My great great (maternal) grandparents came to Wash. DC to escape Catholic persecution in Great Britain. I only have their last name: Mitchell. Stories have been passed down that grandfather guarded Mrs. Surratt during her imprisonment- I assume he was a civilian guard? Also, my grandmother used to prepare meals and bring them to Mrs. Surratt.
Our family’s parish was St. Dominics in SW. The Mitchell’s daughter, Ella, married Archibald Hutton and lived in a house he built on F Street. We have always longed to know the names of our British grandparents and what part of Britain they came from?
Having recently viewed the film ‘The Conspirator’ and read articles and biographies about Mary Surratt, Frederick Aiken, John Wilkes Booth and the Lincoln assasination I have to say that it would be a novelty and quite refreshing for the film industry to make a movie that is true to the actual historical facts. Indeed, even with conflicting opinions as to some of the details and “myths” surrounding the Lincoln event, accuracy could have been achieved. I thought Robert Redford was better than this; he could have made a better movie with just a little more research.

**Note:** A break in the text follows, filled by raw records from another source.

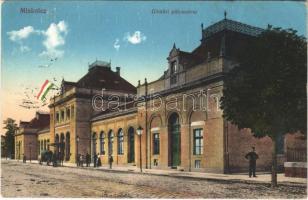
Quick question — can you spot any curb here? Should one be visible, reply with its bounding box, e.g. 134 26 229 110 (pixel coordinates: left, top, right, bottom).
4 160 307 188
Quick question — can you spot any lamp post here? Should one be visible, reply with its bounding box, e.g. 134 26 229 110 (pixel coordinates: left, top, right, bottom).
137 126 143 172
76 135 79 167
29 142 32 163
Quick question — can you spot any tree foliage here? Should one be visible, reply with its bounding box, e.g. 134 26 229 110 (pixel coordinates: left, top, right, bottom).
221 27 307 139
3 118 17 157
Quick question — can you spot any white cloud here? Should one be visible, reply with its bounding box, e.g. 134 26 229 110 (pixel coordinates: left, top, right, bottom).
40 21 68 57
19 45 31 53
7 21 68 57
124 31 147 44
113 38 120 51
7 26 36 42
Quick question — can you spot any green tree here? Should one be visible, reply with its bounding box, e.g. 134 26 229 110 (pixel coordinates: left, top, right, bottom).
221 26 307 187
3 118 17 157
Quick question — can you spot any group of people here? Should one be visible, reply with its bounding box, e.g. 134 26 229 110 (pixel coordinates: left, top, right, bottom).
77 153 91 167
23 147 259 177
39 150 64 167
77 153 113 169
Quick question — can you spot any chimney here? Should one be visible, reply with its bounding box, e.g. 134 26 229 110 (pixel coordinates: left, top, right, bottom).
116 67 121 76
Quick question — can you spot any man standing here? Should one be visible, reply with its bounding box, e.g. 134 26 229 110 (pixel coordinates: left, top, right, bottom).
245 147 259 178
86 153 91 167
93 153 97 167
22 154 27 163
108 155 113 169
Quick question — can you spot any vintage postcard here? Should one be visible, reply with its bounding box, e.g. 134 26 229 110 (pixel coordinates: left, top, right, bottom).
1 0 307 199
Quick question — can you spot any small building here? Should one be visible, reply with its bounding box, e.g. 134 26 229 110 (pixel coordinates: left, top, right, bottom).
15 112 50 160
15 14 307 173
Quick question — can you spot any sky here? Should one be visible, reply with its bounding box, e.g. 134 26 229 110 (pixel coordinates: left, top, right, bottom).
1 1 306 133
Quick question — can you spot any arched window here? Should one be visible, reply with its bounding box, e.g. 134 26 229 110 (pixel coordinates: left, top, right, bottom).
44 140 47 151
108 130 113 155
59 133 65 160
92 132 97 155
55 134 59 154
118 128 124 155
65 132 71 161
168 113 181 166
99 131 105 155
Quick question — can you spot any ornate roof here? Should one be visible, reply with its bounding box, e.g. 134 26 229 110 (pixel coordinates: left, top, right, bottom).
202 19 264 39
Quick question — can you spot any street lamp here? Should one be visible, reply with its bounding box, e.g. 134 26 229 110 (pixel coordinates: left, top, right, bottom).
137 126 143 172
76 135 79 167
29 142 32 163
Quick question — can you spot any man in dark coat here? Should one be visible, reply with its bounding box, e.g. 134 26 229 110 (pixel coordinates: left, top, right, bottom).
93 153 97 167
245 147 259 178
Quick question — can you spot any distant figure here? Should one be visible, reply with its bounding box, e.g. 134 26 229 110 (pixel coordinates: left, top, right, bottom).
108 155 113 169
245 147 259 178
47 150 53 166
86 153 91 167
77 154 80 167
97 154 102 167
52 153 58 167
22 154 27 163
93 154 97 167
60 153 64 166
79 155 83 167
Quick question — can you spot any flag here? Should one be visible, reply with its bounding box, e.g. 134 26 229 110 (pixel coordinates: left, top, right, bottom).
36 80 54 101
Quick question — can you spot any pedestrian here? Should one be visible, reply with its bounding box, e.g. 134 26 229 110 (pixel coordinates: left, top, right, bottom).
93 153 97 167
108 155 113 169
52 153 57 167
97 154 102 167
77 154 80 167
79 155 83 167
22 154 27 163
86 153 91 167
245 147 259 178
59 153 64 166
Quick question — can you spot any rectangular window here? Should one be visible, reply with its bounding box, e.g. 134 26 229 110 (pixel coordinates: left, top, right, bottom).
153 133 159 155
194 128 203 155
195 160 201 169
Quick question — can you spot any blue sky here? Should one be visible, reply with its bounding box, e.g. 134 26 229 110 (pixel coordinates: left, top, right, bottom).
1 1 306 123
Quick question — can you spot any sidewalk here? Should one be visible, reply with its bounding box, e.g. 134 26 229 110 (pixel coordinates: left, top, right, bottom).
6 160 307 185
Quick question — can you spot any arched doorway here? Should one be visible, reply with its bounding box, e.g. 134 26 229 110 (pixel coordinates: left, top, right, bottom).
65 132 71 161
168 113 181 167
127 127 135 163
92 133 97 157
108 130 114 155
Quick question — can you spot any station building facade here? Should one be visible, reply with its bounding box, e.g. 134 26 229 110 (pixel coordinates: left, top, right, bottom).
14 18 306 173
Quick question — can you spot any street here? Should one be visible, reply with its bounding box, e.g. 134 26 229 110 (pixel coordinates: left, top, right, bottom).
1 160 307 198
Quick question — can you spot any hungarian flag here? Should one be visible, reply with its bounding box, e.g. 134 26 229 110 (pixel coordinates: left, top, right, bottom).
36 80 54 101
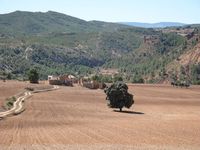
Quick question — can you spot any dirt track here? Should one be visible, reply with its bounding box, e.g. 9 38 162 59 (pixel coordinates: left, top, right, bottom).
0 81 200 150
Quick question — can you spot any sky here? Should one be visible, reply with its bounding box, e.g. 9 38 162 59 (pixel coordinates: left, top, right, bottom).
0 0 200 24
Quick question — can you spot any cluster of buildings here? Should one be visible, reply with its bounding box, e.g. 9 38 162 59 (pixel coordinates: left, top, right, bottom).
48 74 106 89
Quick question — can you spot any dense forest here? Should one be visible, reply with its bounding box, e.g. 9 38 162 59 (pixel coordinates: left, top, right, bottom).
0 11 200 84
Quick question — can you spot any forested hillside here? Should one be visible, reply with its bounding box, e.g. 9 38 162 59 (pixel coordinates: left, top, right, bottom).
0 11 200 84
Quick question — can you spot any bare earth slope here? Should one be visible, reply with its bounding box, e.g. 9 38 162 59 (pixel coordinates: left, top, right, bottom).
0 82 200 150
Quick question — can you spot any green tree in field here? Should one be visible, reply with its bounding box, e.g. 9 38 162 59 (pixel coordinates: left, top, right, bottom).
104 82 134 111
28 69 39 83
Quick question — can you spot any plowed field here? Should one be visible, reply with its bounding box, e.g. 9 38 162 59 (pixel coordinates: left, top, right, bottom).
0 82 200 150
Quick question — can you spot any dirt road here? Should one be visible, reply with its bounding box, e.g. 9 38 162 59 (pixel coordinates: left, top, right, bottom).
0 82 200 150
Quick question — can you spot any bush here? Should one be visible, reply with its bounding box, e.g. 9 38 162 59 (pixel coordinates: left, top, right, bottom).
104 82 134 111
28 69 39 83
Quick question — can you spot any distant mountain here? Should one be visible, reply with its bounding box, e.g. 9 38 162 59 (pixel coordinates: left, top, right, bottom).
120 22 186 28
0 11 200 84
0 11 126 35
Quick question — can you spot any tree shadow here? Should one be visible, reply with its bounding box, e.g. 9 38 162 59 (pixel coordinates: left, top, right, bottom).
113 110 145 115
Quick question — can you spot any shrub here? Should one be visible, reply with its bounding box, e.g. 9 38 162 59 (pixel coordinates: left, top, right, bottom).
104 82 134 111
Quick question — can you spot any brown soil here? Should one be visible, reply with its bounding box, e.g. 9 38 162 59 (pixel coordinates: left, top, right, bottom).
0 83 200 150
0 80 28 109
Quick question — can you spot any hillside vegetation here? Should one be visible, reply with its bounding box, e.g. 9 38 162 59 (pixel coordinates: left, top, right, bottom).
0 11 200 84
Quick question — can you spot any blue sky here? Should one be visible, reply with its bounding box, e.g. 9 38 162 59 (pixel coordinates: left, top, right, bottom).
0 0 200 23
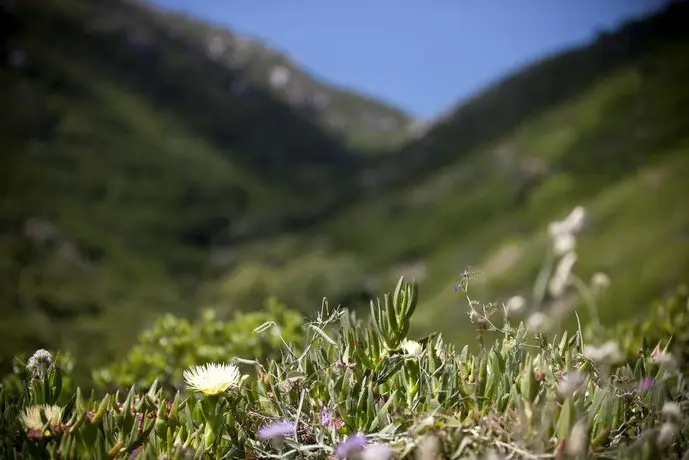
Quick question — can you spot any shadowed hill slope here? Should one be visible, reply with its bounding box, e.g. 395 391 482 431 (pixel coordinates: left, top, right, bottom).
0 0 689 376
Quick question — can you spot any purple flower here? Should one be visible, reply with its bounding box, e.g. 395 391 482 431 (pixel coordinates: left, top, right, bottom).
258 422 294 441
363 444 392 460
321 403 330 426
639 376 653 391
335 434 366 459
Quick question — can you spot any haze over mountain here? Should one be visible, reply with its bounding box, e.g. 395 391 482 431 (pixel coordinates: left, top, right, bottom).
0 0 689 378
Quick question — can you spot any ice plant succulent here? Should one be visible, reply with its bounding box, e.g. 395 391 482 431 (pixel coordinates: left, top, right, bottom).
183 363 242 395
335 434 366 460
19 404 63 439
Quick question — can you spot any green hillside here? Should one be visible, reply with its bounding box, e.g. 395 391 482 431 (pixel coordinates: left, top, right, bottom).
0 0 689 378
203 3 689 340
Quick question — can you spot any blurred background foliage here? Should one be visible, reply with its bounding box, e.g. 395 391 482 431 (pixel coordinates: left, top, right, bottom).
0 0 689 385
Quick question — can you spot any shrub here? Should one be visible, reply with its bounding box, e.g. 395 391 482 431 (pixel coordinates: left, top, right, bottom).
0 279 689 459
93 299 302 391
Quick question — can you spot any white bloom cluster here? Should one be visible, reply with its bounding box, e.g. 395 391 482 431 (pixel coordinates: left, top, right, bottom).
548 206 586 256
548 206 586 297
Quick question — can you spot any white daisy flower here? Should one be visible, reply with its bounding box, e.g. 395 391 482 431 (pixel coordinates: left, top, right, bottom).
183 363 245 395
400 339 423 356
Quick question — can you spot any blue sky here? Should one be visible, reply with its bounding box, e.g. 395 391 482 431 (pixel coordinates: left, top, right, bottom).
148 0 665 118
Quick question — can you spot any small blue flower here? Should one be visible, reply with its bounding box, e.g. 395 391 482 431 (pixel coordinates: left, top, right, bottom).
258 422 294 441
639 376 654 392
335 435 366 459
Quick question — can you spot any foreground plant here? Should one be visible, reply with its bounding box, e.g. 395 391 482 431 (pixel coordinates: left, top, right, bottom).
0 272 689 460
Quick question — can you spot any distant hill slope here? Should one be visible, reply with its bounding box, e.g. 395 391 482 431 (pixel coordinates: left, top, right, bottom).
125 0 413 151
0 0 689 376
204 2 689 342
0 0 399 368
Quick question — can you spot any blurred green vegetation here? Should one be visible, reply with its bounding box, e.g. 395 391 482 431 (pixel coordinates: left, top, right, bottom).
0 0 689 380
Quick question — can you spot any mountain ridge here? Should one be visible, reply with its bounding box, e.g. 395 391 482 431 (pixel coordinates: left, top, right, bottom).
0 0 689 378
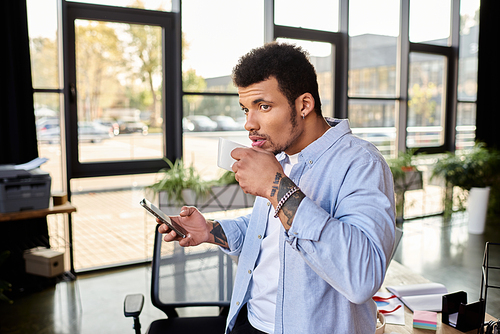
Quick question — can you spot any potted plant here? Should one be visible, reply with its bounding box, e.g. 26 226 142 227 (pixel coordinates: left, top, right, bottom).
431 142 500 234
147 159 255 215
387 149 423 223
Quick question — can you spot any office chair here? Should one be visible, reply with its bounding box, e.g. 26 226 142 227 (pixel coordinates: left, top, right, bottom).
124 227 235 334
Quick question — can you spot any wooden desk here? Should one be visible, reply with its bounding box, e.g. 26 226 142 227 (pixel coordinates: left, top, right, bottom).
380 261 494 334
0 202 76 222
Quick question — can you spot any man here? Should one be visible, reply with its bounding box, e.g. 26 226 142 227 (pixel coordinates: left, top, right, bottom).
159 43 395 334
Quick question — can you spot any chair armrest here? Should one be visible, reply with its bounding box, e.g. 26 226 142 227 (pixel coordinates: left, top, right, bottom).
123 293 144 318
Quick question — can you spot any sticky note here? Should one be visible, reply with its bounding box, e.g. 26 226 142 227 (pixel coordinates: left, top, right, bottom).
413 310 437 330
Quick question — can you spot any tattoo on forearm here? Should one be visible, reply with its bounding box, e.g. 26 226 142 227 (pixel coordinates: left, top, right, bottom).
210 220 228 248
271 172 283 197
278 177 306 230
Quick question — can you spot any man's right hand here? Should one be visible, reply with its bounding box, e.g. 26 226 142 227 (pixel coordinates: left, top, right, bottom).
157 206 227 248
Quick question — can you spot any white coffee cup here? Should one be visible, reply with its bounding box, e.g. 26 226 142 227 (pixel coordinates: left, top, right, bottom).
217 137 246 171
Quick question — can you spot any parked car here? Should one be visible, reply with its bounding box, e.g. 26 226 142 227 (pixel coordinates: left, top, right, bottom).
36 117 59 131
95 119 120 136
182 117 194 132
210 116 244 131
187 115 217 131
37 122 114 144
78 122 114 143
118 121 149 135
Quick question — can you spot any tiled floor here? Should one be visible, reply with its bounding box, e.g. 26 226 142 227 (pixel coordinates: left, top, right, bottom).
0 214 500 334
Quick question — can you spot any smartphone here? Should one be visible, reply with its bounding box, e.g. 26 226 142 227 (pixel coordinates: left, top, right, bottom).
140 198 187 238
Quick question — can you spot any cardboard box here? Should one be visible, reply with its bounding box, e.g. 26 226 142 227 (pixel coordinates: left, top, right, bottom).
24 247 64 277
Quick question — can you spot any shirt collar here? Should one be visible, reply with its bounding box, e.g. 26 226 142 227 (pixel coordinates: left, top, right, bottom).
276 117 352 165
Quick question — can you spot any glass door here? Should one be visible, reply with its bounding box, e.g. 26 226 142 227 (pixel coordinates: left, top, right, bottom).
61 2 182 271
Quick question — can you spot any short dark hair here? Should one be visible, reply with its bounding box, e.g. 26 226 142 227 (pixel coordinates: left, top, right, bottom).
232 42 321 115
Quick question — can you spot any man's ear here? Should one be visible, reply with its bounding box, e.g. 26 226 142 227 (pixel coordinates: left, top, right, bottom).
295 93 314 118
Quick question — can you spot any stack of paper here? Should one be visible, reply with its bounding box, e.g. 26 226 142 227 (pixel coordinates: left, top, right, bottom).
387 283 448 312
413 311 437 331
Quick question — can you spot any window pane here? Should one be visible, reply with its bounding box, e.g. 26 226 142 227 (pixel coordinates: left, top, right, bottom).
182 0 264 92
182 95 246 179
66 0 172 12
71 174 156 271
456 103 476 150
26 0 59 89
348 99 396 157
75 20 163 162
410 0 451 45
406 53 446 147
278 38 335 117
458 0 479 100
349 0 399 97
33 93 65 192
274 0 339 32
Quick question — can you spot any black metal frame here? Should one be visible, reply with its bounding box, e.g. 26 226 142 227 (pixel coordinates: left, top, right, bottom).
477 242 500 334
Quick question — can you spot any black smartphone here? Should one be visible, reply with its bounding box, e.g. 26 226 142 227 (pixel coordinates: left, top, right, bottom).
140 198 187 238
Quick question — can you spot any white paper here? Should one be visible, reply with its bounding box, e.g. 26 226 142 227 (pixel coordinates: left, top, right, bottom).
14 158 49 170
387 283 448 312
375 292 405 326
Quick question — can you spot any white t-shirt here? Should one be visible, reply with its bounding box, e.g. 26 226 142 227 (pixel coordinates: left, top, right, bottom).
247 154 299 334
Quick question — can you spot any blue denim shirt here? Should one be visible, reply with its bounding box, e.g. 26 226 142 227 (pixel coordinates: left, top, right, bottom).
220 119 395 334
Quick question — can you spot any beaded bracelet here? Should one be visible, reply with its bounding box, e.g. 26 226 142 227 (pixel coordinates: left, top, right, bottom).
274 186 300 218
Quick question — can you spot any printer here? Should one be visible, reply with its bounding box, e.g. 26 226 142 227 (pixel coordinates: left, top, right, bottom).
0 165 51 213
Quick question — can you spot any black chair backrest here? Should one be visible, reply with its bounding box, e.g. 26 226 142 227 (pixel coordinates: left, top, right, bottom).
151 224 236 318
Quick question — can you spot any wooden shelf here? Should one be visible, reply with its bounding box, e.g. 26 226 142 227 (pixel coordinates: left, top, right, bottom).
0 202 76 222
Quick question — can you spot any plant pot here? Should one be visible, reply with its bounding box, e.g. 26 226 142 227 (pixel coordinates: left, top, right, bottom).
467 187 490 234
159 184 255 216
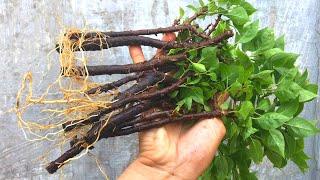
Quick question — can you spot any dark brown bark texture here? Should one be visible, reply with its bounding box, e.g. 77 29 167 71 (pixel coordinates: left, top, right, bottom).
46 16 233 173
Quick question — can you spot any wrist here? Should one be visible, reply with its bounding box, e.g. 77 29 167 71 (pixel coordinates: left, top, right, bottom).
119 158 181 180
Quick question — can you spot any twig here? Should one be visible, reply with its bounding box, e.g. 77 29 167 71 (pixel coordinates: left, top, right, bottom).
62 54 187 76
207 14 222 36
69 24 198 40
57 30 233 52
86 72 144 94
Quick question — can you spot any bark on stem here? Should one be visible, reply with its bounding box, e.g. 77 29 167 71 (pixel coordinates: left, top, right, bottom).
69 25 199 40
64 54 187 76
58 30 233 52
62 72 168 132
86 72 144 94
46 110 223 174
111 110 223 137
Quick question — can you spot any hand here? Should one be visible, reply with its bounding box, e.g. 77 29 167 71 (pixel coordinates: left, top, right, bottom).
119 33 226 180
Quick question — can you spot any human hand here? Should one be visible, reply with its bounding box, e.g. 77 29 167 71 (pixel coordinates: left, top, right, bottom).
119 33 226 180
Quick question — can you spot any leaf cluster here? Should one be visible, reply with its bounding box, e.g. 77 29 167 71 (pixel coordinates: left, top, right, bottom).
169 0 319 179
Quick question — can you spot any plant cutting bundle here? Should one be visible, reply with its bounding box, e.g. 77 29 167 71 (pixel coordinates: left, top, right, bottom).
16 0 319 179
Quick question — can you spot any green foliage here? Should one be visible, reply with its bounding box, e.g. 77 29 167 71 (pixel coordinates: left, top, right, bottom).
170 0 319 179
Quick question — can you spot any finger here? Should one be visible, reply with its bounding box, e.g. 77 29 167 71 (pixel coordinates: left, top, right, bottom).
129 45 145 63
156 32 176 56
178 118 226 176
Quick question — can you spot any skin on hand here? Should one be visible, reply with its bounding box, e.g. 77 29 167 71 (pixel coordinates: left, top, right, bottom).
119 33 226 180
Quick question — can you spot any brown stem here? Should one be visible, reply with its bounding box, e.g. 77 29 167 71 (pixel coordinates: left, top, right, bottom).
116 110 174 129
46 107 223 174
184 7 208 25
62 72 168 132
58 30 233 51
69 25 199 40
107 110 223 137
63 54 187 76
86 72 144 94
207 14 222 36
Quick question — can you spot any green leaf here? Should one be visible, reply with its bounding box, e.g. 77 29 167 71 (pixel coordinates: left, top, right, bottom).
277 99 299 117
299 88 318 102
303 84 318 94
240 1 257 16
228 81 242 96
286 117 320 137
242 28 275 53
238 101 254 119
274 35 284 50
238 20 259 43
226 6 249 25
170 91 179 98
209 72 217 81
187 4 198 12
199 0 205 7
227 122 239 138
192 63 207 73
248 139 264 163
254 112 290 130
250 70 273 84
269 52 299 68
266 150 287 168
213 154 228 179
257 99 271 112
275 80 301 103
242 127 259 139
266 129 285 157
200 47 219 70
291 151 310 172
184 97 192 111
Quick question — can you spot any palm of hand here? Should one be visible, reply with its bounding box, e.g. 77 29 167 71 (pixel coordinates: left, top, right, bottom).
138 119 225 179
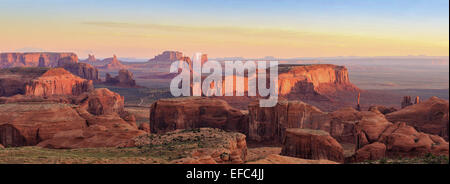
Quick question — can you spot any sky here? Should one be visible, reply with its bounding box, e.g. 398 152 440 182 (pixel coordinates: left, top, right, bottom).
0 0 449 58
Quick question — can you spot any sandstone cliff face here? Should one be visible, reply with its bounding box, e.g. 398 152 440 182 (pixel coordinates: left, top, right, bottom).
0 103 87 146
0 68 48 97
25 68 93 97
150 97 248 133
75 88 124 115
248 100 326 143
131 128 247 164
105 69 136 87
246 154 339 164
37 108 146 149
0 89 146 149
99 55 128 70
148 51 183 63
87 54 97 62
58 57 100 82
0 52 78 68
281 128 344 163
386 97 449 140
278 64 358 96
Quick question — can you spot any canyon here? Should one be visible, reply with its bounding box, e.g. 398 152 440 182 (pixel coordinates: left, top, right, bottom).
0 51 449 164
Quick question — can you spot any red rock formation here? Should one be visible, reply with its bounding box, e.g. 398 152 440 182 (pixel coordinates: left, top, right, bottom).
139 123 150 133
0 52 78 68
348 142 386 162
25 68 94 97
171 133 247 164
58 57 100 82
0 103 87 146
87 54 97 62
105 69 136 87
281 128 344 163
386 97 449 140
37 112 146 149
278 65 358 96
414 96 420 104
246 154 339 164
99 55 128 70
0 86 146 148
0 68 48 96
150 97 248 133
148 51 183 63
215 64 361 111
75 88 124 115
369 105 397 115
248 100 325 143
356 93 361 111
378 123 449 157
402 96 412 109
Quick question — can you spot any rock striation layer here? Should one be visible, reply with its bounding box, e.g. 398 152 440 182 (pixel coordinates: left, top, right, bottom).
25 68 94 97
150 97 248 133
0 52 78 68
281 128 344 163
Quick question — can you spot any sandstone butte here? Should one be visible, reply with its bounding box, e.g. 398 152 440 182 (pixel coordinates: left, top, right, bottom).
128 128 247 164
281 128 344 163
246 154 339 164
57 57 100 82
150 97 448 162
99 55 128 70
248 98 448 161
148 51 183 62
104 69 137 87
0 68 146 148
0 52 78 68
206 64 363 111
386 97 449 141
0 52 99 82
150 97 248 133
25 68 94 97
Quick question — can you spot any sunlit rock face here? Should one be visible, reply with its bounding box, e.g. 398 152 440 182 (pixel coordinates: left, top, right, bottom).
25 68 94 97
0 52 78 68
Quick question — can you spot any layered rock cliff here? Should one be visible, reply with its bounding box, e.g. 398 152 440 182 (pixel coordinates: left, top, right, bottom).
58 57 100 82
25 68 94 97
0 89 146 149
99 55 128 70
148 51 183 63
150 97 248 133
105 69 136 87
0 67 48 97
386 97 449 140
278 64 359 98
0 52 78 68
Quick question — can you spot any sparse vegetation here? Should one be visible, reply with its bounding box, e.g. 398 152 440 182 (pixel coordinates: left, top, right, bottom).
95 84 173 106
362 153 449 164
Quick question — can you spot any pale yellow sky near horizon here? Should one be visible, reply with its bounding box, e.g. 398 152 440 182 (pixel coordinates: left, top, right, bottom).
0 19 449 58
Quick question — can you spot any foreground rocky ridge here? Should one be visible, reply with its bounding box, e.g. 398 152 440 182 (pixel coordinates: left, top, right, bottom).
150 95 448 163
0 52 78 68
0 86 146 148
150 97 248 133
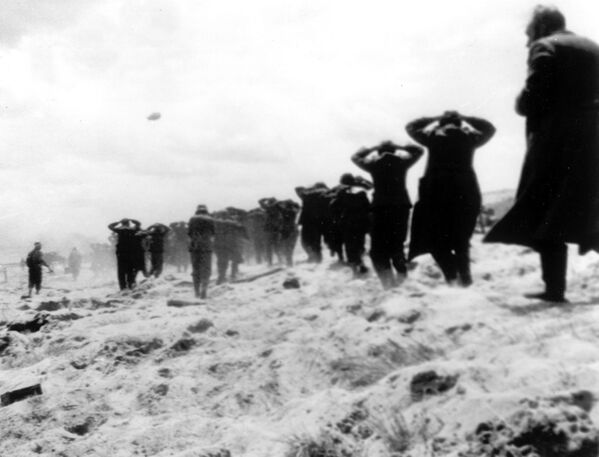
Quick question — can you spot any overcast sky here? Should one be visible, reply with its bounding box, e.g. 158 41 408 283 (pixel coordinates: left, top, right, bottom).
0 0 599 255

Michael Kauffman is just another pseudo-intellectual academic egomaniac who is totally caught up in his own bullshit, just like the author of this ridiculous article. Finis Bates never talked to anyone purporting to be Booth’s daughter as the stimulus for his book; he spoke to the escaped J.W.B. himself.
Anyone who reads the testimony of Everett Conger, Willie Jett, and others, who say they got Booth at Garret’s farm, and can’t tell that they are lying through their teeth, has no business writing “history.” Yet, that’s all there are in academia - plagiaristic retards with no sense of discernment; mechanistic, egomanaical robots with the same “myth-breaking” bullshit year after year that passes as “history.” How sad and pathetic they are!
As one of those pseudo-intellectual academic egomaniacs who happened to write the above referenced article, I respectfully disagree.